“Yes.”

We laid them on the ground in a little roadside banana patch. We were no more than a quarter of a mile from the enemy now; the glow of their green beams standing up into the air showed on the ridge-top ahead of us.

“We’ll take the uproad,” Don whispered. “Shall we? And when we get to the top, follow some path, instead of a road.”

“All right,” I agreed.

We started on foot up the steep side road which led from the bay shore to the summit of the ridge. The houses here were all dark and deserted, their occupants long since having fled to Hamilton. It was enemy country here now.

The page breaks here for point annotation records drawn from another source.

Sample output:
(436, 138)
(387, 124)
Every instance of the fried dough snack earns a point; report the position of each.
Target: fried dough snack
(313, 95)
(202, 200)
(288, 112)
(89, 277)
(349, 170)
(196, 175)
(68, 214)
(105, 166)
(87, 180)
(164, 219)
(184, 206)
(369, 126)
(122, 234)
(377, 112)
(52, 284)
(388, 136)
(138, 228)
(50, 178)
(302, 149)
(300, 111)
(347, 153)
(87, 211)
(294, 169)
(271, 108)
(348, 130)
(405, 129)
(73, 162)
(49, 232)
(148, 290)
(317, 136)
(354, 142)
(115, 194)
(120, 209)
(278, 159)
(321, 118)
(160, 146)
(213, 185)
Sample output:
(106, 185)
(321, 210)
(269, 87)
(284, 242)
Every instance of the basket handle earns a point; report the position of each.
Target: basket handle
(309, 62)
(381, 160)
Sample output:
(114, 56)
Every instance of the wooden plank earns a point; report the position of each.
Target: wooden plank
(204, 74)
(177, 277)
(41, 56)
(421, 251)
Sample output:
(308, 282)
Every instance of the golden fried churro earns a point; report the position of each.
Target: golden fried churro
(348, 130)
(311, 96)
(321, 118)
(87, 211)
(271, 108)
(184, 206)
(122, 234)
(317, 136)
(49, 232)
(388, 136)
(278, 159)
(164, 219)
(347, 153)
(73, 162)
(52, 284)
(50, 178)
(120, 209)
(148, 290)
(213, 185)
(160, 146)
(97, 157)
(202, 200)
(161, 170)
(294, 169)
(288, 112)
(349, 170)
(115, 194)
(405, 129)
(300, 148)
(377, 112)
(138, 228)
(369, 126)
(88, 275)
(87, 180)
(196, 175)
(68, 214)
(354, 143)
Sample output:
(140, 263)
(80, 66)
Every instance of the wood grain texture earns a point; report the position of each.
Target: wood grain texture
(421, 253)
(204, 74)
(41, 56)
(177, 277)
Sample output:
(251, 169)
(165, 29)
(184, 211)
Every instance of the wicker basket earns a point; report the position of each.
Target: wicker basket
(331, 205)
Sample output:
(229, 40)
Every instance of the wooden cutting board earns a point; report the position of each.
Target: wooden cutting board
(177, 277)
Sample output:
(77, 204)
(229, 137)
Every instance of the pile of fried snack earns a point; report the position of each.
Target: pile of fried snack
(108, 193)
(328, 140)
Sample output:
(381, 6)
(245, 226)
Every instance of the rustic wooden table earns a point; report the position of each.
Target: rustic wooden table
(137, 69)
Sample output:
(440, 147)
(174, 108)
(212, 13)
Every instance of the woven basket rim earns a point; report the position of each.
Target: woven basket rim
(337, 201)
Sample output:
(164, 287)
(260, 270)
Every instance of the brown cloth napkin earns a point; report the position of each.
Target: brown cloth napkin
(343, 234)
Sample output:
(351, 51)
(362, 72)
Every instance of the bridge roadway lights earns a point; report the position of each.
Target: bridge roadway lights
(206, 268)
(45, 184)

We reached the summit and plunged into a cedar grove which had a footpath through it. The green light-beams seemed very close; we could see them in a little group standing motionless up into the darkness of the sky.

“Can’t plan,” Don whispered. “But we must keep together. Get up as close as we can and see what conditions are.”

And see if Jane were here…. It echoed through my head, and I knew it was also Don’s guiding thought.

ANOTHER ten minutes. We were advancing with the utmost caution. The cedar grove was almost black. Then we came to the end of it. There was a winding road and two white houses a hundred feet or so apart. And beyond the houses was a stretch of open field, strangely denuded of vegetation.

“There they are, Bob!” Don sank to the ground with me beside him. We crouched, revolvers in hand, gazing at the strange scene. The field had been a cedar grove, but all the vegetation now was gone, leaving only the thin layer of soil and the outcropping patches of Bermuda’s famous blue-gray rock. The houses, too, had been blasted. One was on this side of the field, quite near us. Its walls and roof had partially fallen; its windows and door rectangles yawned black and empty, with the hurricane shutters and the wooden window casements gone and the panes shattered into a litter of broken glass.